Supreme Court of California
Jan 1, 1871
40 Cal. 578 (Cal. 1871)


[Syllabus Material] [Syllabus Material] [Syllabus Material]          Appeal from District Court of the Sixth District, City and County of Sacramento.


         First --On the trial, the defendant in rebuttal placed several witnesses on the stand, and offered to prove by them that Barret, Gruce, Newhouse and O'Connor, witnesses who had been sworn and examined for defendant, were present at the time of the difficulty.

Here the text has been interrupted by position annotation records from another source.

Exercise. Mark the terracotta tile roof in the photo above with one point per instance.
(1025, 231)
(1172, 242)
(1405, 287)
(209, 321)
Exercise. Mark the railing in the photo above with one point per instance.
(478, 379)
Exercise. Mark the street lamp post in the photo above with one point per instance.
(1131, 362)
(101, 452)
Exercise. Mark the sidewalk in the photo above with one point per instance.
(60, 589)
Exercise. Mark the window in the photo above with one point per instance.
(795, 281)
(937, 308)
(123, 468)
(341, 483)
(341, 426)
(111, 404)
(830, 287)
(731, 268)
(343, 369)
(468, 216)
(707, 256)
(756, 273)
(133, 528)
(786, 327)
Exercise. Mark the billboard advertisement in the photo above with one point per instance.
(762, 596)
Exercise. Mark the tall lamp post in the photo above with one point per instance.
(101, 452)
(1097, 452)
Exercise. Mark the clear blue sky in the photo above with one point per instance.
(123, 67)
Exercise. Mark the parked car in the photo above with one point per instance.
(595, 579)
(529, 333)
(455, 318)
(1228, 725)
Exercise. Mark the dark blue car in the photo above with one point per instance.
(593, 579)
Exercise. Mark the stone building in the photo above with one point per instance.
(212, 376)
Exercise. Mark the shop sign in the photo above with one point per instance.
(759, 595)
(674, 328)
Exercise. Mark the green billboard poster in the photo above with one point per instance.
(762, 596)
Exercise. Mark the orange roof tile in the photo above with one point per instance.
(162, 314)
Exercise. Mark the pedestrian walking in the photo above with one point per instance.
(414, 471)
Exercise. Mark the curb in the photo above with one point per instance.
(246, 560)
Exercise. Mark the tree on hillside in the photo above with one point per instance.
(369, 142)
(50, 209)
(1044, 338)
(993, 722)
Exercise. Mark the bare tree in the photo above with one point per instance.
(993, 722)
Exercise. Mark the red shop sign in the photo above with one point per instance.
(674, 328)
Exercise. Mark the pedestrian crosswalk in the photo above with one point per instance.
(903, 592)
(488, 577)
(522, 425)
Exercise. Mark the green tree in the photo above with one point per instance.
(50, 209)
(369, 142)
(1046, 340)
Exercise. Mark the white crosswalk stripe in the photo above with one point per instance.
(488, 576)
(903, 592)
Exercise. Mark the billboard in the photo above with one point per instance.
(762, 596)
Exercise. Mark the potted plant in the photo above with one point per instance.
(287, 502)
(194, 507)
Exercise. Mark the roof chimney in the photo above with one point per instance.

The Court refused to permit the testimony to be given.

         Several witnesses for plaintiff had testified that those witnesses were not present, and it was clearly in rebuttal to show that they were; beside, the testimony offered would have tended to discredit the witnesses who testified that they were not present.

         Second --Defendants requested the Court to charge the jury that: " Damages are given as a compensation, recompense or satisfaction to the plaintiff for an injury actually received by him from the defendant, and the damages assessed by the jury should be commensurate with the injury received and no more," which charge the Court refused to give.

         This waserror. (2 Greenleaf on Evidence, § 253; Rockwood v. Allen, 7 Mass. 256; Bussy v. Donaldson, 4 Dall. 207; Churchill v. Watson, 5 Day, 144; Hall v. C. R. S. Co., 13 Conn. 320; Southard v. Rexford, 6 Cowen, 264; Baterman v. Goodyear, 12 Conn. 580.)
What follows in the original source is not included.